3. Django Unchained (2012)

Django Unchained

It only took 3 years for Tarantino to top himself after the massive success of Inglourious Basterds. In 2012, Django Unchained became his biggest commercial hit. It grossed over $425 million worldwide and chalked up 5 Academy Award nominations. The film took home 2 statues: Best Original Screenplay for Tarantino and Best Supporting Actor for the wonderful Christoph Waltz.

It is a dazzlingly entertaining movie. Aside from Waltz delivering another silver-tongued doozy of a performance, Tarantino also coaxed the best work of Jamie Foxx's career in the title role. He gave old pal Sam Jackson his best screen role in years as Stephen, the irascible servant of Leonardo DiCaprio's despicable plantation owner Calvin J. Candie. DiCaprio is, predictably, superb. He is arguably the best actor of his generation, after all. But the joy of listening to him wrap his tongue around Tarantino's trademark dialogue is worth the price of admission alone.

The film did have it's share of controversies following release. This is sometimes par for the course for an incendiary filmmaker like Tarantino. He was criticized for the heavy use of racial slurs and for some historical inaccuracies, as well as for the way some acts of violence in the movie are played for laughs. But none of this seemed to hurt the movie in the long run.

2. Pulp Fiction (1994)

Samuel L. Jackson in Pulp Fiction

There are few films out there that are as beloved as Pulp Fiction. It was a genuine cultural phenomenon when it was released in 1994, a film that announced its young writer/director as one of the most ferociously talented filmmakers to come along in decades.

The film has become iconic in many ways, entering the cultural lexicon for its eclectic dialogue, cinematic homages, tricksy story structure and pop-culture references. The film launched the careers of Samuel L. Jackson and Uma Thurman, as well as providing a comeback for then out-of-favour John Travolta. The rest of the cast is filled with the likes of Bruce Willis, Christopher Walken, Ving Rhames, Tim Roth and Harvey Keitel. Oh, and it inspired a classic episode of The Simpsons. That's how you know it was a big deal!

It's the sort of film that inspired the generation of filmmakers to come after it, as well as providing the basis for countless film school and university thesis' and essays. It's an endlessly quotable movie, that functions perfectly as an entertainment but also has that subtext that lends itself to critical study.

But with all that said...how is it not number 1?! Read on...

1. Reservoir Dogs (1992)

Reservoir Dogs Wallpaper

This might be seen as a controversial choice. How can we not put Pulp Fiction at number one considering all the superlatives we heaped upon it?!

Well, it's simple. We really, really, really love Reservoir Dogs.

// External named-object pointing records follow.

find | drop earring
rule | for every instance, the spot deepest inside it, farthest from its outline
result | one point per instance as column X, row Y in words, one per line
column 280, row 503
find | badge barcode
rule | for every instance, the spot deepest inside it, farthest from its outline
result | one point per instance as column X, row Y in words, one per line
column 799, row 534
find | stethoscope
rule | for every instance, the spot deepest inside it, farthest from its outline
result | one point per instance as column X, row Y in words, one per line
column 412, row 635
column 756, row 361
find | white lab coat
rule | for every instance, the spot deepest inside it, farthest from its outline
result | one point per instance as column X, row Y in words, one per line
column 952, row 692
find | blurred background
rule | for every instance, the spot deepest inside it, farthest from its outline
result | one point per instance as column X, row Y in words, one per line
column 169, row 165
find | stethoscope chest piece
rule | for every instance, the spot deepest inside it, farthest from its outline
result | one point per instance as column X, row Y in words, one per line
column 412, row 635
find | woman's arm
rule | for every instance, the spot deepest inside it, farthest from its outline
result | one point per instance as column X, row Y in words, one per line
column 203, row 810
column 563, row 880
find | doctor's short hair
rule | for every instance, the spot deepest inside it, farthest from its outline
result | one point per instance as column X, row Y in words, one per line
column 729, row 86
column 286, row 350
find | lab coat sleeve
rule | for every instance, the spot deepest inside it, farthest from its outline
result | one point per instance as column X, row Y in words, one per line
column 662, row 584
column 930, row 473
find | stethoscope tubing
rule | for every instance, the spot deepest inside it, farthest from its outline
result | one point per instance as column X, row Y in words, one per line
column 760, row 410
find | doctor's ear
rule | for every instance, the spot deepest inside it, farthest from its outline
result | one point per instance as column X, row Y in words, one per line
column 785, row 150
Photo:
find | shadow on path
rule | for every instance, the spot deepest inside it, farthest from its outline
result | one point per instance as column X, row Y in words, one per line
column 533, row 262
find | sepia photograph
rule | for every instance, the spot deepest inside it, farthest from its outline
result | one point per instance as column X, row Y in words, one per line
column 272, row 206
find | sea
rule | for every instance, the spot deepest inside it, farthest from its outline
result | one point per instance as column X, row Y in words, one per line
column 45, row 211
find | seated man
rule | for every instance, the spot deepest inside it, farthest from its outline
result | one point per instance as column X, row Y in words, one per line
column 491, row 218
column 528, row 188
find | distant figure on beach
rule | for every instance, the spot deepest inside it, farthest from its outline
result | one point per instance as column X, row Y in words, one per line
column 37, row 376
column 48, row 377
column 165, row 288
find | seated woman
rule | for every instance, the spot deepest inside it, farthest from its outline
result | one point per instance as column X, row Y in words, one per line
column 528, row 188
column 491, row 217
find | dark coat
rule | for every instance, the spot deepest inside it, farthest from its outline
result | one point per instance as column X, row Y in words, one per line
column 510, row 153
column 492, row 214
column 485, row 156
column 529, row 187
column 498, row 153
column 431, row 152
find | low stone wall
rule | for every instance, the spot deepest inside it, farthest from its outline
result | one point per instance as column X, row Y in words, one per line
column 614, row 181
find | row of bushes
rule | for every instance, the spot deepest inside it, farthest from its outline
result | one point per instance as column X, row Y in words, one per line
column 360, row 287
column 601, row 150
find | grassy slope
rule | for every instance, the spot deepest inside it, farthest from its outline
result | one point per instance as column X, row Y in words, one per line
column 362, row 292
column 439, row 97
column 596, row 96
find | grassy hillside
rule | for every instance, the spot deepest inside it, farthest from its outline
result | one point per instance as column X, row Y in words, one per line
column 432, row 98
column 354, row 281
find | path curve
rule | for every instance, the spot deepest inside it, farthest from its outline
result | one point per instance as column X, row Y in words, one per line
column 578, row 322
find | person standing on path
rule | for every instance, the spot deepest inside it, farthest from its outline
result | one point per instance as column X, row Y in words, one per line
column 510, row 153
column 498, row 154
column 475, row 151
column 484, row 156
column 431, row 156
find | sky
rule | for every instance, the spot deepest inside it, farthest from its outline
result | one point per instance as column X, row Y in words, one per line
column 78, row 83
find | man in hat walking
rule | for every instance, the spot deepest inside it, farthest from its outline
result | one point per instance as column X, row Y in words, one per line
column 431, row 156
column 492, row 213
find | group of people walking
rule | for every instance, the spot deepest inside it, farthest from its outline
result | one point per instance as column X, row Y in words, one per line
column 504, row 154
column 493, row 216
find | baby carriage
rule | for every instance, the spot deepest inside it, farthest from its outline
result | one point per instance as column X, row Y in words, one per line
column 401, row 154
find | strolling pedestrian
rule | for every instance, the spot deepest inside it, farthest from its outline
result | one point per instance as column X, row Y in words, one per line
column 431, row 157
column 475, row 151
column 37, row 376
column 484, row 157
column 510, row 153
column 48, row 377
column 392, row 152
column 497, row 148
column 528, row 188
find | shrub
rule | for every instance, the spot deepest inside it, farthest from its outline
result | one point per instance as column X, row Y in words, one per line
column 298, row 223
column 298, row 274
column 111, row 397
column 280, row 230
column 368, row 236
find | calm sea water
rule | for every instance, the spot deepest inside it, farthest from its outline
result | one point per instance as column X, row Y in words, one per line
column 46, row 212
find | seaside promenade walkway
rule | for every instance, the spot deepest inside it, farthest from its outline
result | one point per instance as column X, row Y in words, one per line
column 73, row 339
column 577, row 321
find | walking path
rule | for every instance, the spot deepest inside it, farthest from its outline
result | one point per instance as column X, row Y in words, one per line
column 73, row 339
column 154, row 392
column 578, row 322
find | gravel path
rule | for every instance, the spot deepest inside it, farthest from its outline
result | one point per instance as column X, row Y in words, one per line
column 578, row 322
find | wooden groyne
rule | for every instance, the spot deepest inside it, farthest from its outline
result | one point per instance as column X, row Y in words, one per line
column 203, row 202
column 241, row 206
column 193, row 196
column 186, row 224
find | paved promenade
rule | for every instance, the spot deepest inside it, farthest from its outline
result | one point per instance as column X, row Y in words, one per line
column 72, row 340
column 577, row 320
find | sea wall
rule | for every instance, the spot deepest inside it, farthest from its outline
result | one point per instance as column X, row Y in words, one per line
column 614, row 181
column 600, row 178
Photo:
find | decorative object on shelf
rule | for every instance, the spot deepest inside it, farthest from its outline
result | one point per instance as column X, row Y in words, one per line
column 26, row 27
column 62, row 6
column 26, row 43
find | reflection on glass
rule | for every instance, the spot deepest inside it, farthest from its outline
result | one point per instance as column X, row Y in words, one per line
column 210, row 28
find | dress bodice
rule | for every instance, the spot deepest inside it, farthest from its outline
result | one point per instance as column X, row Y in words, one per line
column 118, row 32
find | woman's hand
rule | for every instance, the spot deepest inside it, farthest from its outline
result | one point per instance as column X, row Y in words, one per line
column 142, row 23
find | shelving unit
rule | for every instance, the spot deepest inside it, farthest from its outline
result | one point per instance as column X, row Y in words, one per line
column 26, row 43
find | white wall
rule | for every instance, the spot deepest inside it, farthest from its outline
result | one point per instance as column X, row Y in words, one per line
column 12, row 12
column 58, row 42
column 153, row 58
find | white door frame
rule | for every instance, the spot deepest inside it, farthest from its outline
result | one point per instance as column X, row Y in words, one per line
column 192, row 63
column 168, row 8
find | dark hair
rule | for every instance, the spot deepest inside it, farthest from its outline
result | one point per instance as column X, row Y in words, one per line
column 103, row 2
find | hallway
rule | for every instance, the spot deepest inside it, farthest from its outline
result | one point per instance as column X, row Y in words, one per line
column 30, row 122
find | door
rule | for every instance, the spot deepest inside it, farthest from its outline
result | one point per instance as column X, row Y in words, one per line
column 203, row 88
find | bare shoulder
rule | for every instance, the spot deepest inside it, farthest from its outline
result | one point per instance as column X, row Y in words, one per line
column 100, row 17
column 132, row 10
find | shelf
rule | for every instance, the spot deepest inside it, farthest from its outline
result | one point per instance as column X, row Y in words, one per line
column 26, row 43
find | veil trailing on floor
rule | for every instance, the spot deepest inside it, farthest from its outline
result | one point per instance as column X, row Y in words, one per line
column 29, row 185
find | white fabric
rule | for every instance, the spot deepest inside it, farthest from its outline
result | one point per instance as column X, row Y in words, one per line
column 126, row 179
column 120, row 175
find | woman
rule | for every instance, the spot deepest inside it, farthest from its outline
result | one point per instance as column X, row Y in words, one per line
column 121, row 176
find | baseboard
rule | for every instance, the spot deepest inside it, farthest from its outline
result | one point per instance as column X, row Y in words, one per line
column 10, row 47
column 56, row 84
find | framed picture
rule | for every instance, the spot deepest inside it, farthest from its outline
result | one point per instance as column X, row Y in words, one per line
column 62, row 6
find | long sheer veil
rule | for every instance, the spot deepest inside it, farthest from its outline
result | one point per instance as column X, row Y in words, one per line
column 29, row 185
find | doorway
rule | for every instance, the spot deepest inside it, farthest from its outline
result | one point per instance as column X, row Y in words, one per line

Tarantino's first film is still, in our book, his best film. There's a reason it was voted the Greatest Independent Film Of All Time by Empire magazine. It's an original (despite being heavily inspired by Stanley Kubrick's The Killing). It's a heist movie...that doesn't show the heist. Instead, we see the bloody aftermath of a heist gone wrong.

The acting in the movie is of a very high quality, especially for such a low budget film by a first time director. Harvey Keitel and Tim Roth are excellent, providing the pulsating heart and soul of the film. Michael Madsen is the unpredictable wild card, and is simply impossible to take your eyes off. Steve Buscemi is also memorably twitchy and nervous.

Fun fact: the bizarre title comes from an encounter Tarantino had with a customer at Video Archives, the video rental store he worked at before breaking into filmmaking. He recommended Au Revoir Les Enfants to the customer, who misheard it as Reservoir Dogs. The rest, as they say, is history.